In preparing your poster, please adhere to the following guidelines:
Minimize the amount of text. It helps to use bullets to highlight the main points you want people to know rather than to provide text in paragraph form
Make sure you have a banner or title slide that includes the title of your poster, the authors (NOT just those presenting), your faculty supervisor, and your departmental affiliation (e.g., History)
Begin with a slide stating the main objective or goal of your project
Include a very brief introduction in which you state the assumptions made in conducting your project, findings of previous research that influenced your project, or any other information that would be helpful for your audience to know before they learn about your project.
Clearly describe the method used to conduct your research. If applicable, include clear statements of the hypotheses tested.

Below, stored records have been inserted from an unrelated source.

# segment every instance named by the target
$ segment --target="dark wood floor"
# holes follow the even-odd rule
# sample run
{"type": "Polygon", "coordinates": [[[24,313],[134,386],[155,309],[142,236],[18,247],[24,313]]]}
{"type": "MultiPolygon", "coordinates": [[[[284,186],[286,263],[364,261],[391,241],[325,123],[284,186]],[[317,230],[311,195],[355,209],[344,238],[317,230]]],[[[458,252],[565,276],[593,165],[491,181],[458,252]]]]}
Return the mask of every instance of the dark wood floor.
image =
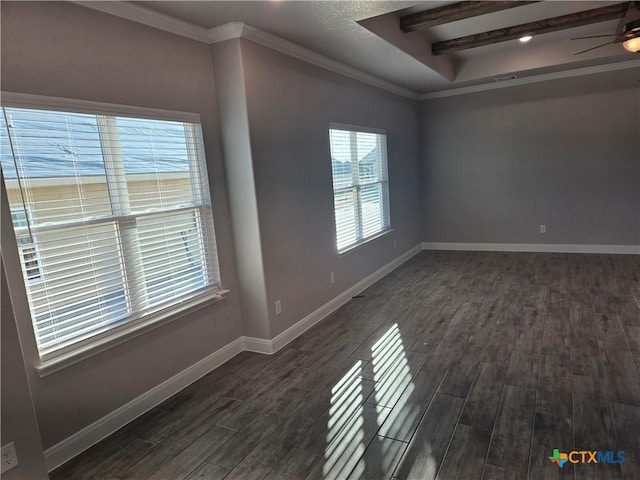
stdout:
{"type": "Polygon", "coordinates": [[[62,466],[77,479],[639,479],[640,257],[422,252],[62,466]],[[553,449],[624,450],[612,464],[553,449]]]}

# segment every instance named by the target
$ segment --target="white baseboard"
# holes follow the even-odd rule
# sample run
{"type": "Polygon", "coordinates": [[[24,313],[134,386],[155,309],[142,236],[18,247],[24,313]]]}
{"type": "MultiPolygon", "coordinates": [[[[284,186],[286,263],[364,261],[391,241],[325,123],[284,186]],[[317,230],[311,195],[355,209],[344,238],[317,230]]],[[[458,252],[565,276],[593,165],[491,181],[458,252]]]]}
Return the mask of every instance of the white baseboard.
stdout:
{"type": "Polygon", "coordinates": [[[552,243],[448,243],[424,242],[423,250],[465,250],[475,252],[603,253],[640,255],[640,245],[573,245],[552,243]]]}
{"type": "Polygon", "coordinates": [[[151,410],[156,405],[159,405],[183,388],[205,376],[207,373],[219,367],[227,360],[233,358],[238,353],[244,350],[265,354],[277,352],[289,342],[302,335],[315,324],[326,318],[329,314],[347,303],[351,300],[351,297],[361,293],[363,290],[373,285],[421,250],[422,246],[417,245],[411,250],[400,255],[398,258],[362,279],[330,302],[310,313],[275,338],[265,340],[254,337],[240,337],[215,351],[208,357],[203,358],[186,370],[183,370],[177,375],[174,375],[168,380],[162,382],[160,385],[152,388],[148,392],[145,392],[139,397],[131,400],[129,403],[123,405],[117,410],[114,410],[91,425],[74,433],[60,443],[48,448],[44,452],[47,470],[50,472],[63,463],[71,460],[73,457],[111,435],[119,428],[122,428],[127,423],[135,420],[140,415],[151,410]]]}
{"type": "Polygon", "coordinates": [[[105,415],[100,420],[48,448],[44,452],[47,470],[50,472],[71,460],[87,448],[95,445],[119,428],[205,376],[227,360],[235,357],[242,350],[243,341],[242,338],[238,338],[129,403],[105,415]]]}
{"type": "Polygon", "coordinates": [[[309,315],[304,317],[299,322],[295,323],[291,327],[287,328],[284,332],[277,335],[275,338],[271,340],[263,340],[261,338],[253,338],[253,337],[244,337],[245,339],[245,349],[258,352],[258,353],[275,353],[280,350],[282,347],[290,343],[291,341],[298,338],[304,332],[309,330],[315,324],[325,319],[331,313],[335,312],[338,308],[345,305],[352,297],[362,293],[364,290],[369,288],[375,282],[380,280],[382,277],[387,275],[389,272],[395,270],[404,262],[409,260],[411,257],[415,256],[422,250],[421,245],[417,245],[413,247],[411,250],[406,251],[398,258],[392,260],[387,263],[382,268],[376,270],[371,275],[363,278],[358,283],[348,288],[340,295],[335,297],[333,300],[325,303],[317,310],[311,312],[309,315]]]}
{"type": "Polygon", "coordinates": [[[265,340],[264,338],[242,337],[242,344],[247,352],[264,353],[271,355],[275,352],[273,349],[273,340],[265,340]]]}

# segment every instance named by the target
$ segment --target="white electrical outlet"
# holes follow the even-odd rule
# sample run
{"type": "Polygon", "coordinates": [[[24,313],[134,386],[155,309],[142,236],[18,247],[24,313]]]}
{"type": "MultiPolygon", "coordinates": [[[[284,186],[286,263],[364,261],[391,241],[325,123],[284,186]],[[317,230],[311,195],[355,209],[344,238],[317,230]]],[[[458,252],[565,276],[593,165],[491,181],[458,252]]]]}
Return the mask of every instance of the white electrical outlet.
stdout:
{"type": "Polygon", "coordinates": [[[18,455],[16,454],[16,446],[11,442],[2,447],[2,470],[0,473],[8,472],[17,466],[18,455]]]}

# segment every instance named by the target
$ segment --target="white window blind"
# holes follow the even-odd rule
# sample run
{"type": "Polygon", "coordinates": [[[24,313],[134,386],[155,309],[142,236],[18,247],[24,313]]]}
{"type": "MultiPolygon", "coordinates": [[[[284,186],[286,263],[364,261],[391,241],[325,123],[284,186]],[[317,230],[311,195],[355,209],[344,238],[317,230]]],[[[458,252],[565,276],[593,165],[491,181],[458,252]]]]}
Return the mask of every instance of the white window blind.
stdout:
{"type": "Polygon", "coordinates": [[[43,359],[218,290],[199,124],[4,107],[0,142],[43,359]]]}
{"type": "Polygon", "coordinates": [[[390,228],[386,136],[330,129],[338,252],[390,228]]]}

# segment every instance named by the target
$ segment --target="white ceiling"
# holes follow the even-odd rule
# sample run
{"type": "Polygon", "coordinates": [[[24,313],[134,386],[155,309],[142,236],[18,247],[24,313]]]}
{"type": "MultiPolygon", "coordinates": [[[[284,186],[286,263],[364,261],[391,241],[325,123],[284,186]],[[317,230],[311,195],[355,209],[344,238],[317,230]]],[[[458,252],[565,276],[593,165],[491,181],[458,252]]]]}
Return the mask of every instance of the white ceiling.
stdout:
{"type": "MultiPolygon", "coordinates": [[[[205,29],[244,22],[416,93],[637,59],[620,44],[574,53],[607,39],[575,36],[613,33],[619,21],[543,34],[528,44],[517,40],[431,56],[430,41],[598,8],[607,1],[545,1],[452,22],[409,34],[398,26],[406,13],[451,1],[142,1],[131,2],[205,29]],[[360,23],[358,23],[360,22],[360,23]]],[[[614,2],[615,3],[615,2],[614,2]]],[[[89,5],[87,5],[89,6],[89,5]]]]}

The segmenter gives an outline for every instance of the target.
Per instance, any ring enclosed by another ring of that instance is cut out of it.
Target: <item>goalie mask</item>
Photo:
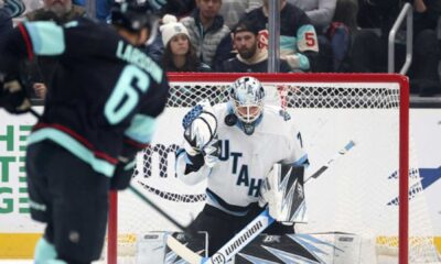
[[[255,125],[263,109],[265,89],[254,77],[241,77],[230,87],[229,97],[234,114],[248,135],[255,131]]]

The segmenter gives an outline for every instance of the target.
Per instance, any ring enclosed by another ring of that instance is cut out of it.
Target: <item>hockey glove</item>
[[[31,109],[31,101],[18,78],[7,78],[0,82],[0,107],[8,112],[19,114]]]
[[[194,107],[183,120],[184,150],[193,169],[213,167],[218,160],[217,120],[208,102]]]
[[[276,221],[292,224],[305,222],[303,166],[275,164],[260,187],[259,205],[268,204]]]
[[[129,187],[136,165],[136,158],[119,156],[118,161],[114,177],[110,179],[110,189],[112,190],[123,190]]]

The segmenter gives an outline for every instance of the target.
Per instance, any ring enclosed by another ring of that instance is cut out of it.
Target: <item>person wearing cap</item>
[[[233,44],[237,50],[234,58],[223,63],[219,72],[224,73],[267,73],[268,48],[266,36],[259,32],[251,20],[241,20],[233,30]],[[280,59],[280,73],[290,73],[291,67]]]
[[[287,59],[295,72],[318,69],[319,41],[306,13],[287,0],[279,0],[280,8],[280,57]],[[251,10],[243,19],[254,21],[260,31],[269,35],[269,0],[261,8]]]
[[[164,15],[160,31],[165,47],[162,67],[166,72],[211,72],[211,67],[198,59],[187,29],[170,14]]]
[[[201,61],[211,67],[218,56],[218,47],[230,30],[219,14],[222,0],[195,0],[196,10],[181,23],[189,30],[190,40]]]

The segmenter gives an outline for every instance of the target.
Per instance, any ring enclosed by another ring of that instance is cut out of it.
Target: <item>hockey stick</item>
[[[166,245],[190,264],[222,264],[235,256],[273,222],[275,219],[269,215],[268,208],[265,209],[211,257],[202,257],[172,235],[168,235]]]
[[[330,167],[331,163],[335,162],[338,157],[345,155],[354,146],[355,142],[351,140],[342,150],[337,152],[337,154],[335,154],[335,156],[331,157],[325,165],[320,167],[314,174],[312,174],[308,179],[305,179],[304,183],[308,183],[311,178],[319,178],[319,176],[322,175]]]
[[[354,141],[349,141],[338,153],[333,156],[325,165],[320,167],[310,178],[318,178],[322,175],[338,157],[346,154],[349,150],[355,146]],[[308,180],[304,182],[304,184]],[[268,208],[265,209],[257,218],[255,218],[250,223],[248,223],[239,233],[237,233],[233,239],[230,239],[224,246],[222,246],[212,257],[202,257],[197,253],[193,252],[180,241],[169,235],[166,239],[166,244],[173,250],[179,256],[191,264],[222,264],[226,263],[234,255],[236,255],[241,249],[249,244],[258,234],[263,232],[275,219],[269,216]]]
[[[129,189],[131,191],[133,191],[133,194],[136,196],[138,196],[141,200],[143,200],[146,204],[148,204],[149,206],[153,207],[154,210],[157,210],[161,216],[163,216],[166,220],[169,220],[170,222],[172,222],[174,226],[176,226],[178,228],[180,228],[181,230],[185,230],[186,228],[184,226],[182,226],[181,223],[179,223],[176,220],[174,220],[173,217],[171,217],[169,213],[166,213],[164,210],[162,210],[161,208],[159,208],[157,205],[154,205],[154,202],[152,202],[151,200],[149,200],[149,198],[147,198],[141,191],[139,191],[137,188],[135,188],[131,184],[129,185]]]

Describe the main findings or outcomes of your project. Did you meet the objective you stated at the outset? Did your findings support your hypotheses? Be succinct in stating these points. Whenever possible, use pictures, tables and/or graphs to illustrate your findings.
Tell your audience why you think the outcome of your project is significant, what sort ofapplications it might have, ideas you have for improving upon or expanding on the project.

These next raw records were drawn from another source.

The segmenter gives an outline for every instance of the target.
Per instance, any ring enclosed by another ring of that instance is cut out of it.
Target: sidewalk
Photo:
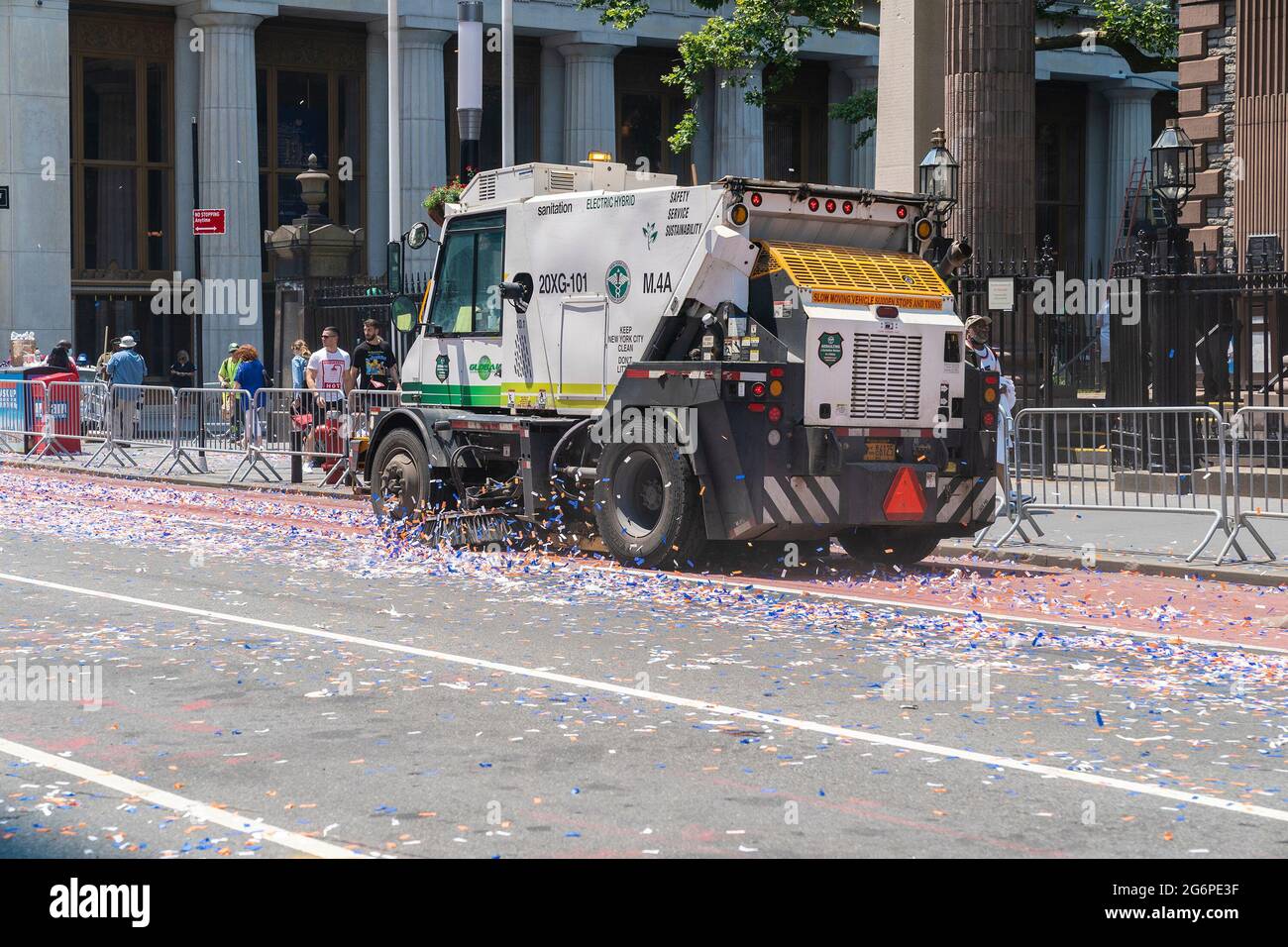
[[[1175,502],[1175,497],[1172,499]],[[1212,521],[1208,517],[1168,512],[1126,513],[1122,510],[1034,510],[1032,513],[1045,536],[1025,526],[1032,542],[1014,536],[999,549],[993,549],[1007,531],[1010,522],[999,519],[976,549],[971,540],[948,540],[939,545],[940,555],[978,557],[985,562],[1014,562],[1029,566],[1061,566],[1092,568],[1103,572],[1136,571],[1151,575],[1199,576],[1255,585],[1288,584],[1288,521],[1256,519],[1257,531],[1279,555],[1267,557],[1247,531],[1239,533],[1239,545],[1248,562],[1238,562],[1231,549],[1226,562],[1216,557],[1226,536],[1220,530],[1194,562],[1185,557],[1197,546]],[[1233,560],[1231,560],[1233,559]]]

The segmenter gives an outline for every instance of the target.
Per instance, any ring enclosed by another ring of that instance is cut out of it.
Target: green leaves
[[[877,131],[877,90],[875,88],[864,89],[854,93],[845,102],[833,102],[827,107],[827,115],[829,119],[846,121],[855,126],[867,122],[867,128],[858,129],[855,133],[854,147],[862,148]]]
[[[876,27],[858,18],[854,0],[690,0],[694,6],[712,13],[694,32],[679,40],[680,62],[662,76],[662,81],[684,93],[690,103],[707,93],[703,80],[708,70],[728,73],[726,85],[743,90],[748,104],[764,106],[765,95],[778,91],[796,77],[800,50],[814,33],[827,36],[837,31],[875,33]],[[1034,0],[1038,17],[1065,27],[1074,15],[1068,0]],[[617,30],[629,30],[648,14],[648,0],[578,0],[583,10],[599,10],[599,21]],[[1137,72],[1170,68],[1175,63],[1180,31],[1176,22],[1176,0],[1091,0],[1096,12],[1096,36],[1118,50]],[[1068,49],[1081,37],[1055,36],[1038,41],[1038,49]],[[762,85],[747,82],[747,71],[762,71]],[[867,142],[876,121],[876,90],[868,89],[828,108],[832,119],[868,128],[857,131],[855,147]],[[697,115],[690,107],[667,139],[675,152],[693,142],[698,129]]]
[[[1180,28],[1171,0],[1092,0],[1092,6],[1108,40],[1131,44],[1149,55],[1175,54]]]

Include a bibliography or references slide.
Formatting your poster
Use a large font (at least 18 point) that is easy to read. It is easier for people to read fonts such as Times, Courier, Aerial, etc. You may want to use a bold font but do not use all capitals as this makes it more difficult for people to read the text.
Label each section of your report, e.g., Objectives, Background, Findings, etc.
Use simple language and minimize jargon whenever possible
Be brief—remember, bullet points are an excellent way to present major points
Do not use color or use it sparingly in text. DO use color in charts and graphs.
Order your panels by starting with the first slide at the top of the left panel, moving down the left panel and then back up to the top of the middle panel, down that panel, etc. This is so that two people reading your poster do not have to move back and forth in front of each other as they read.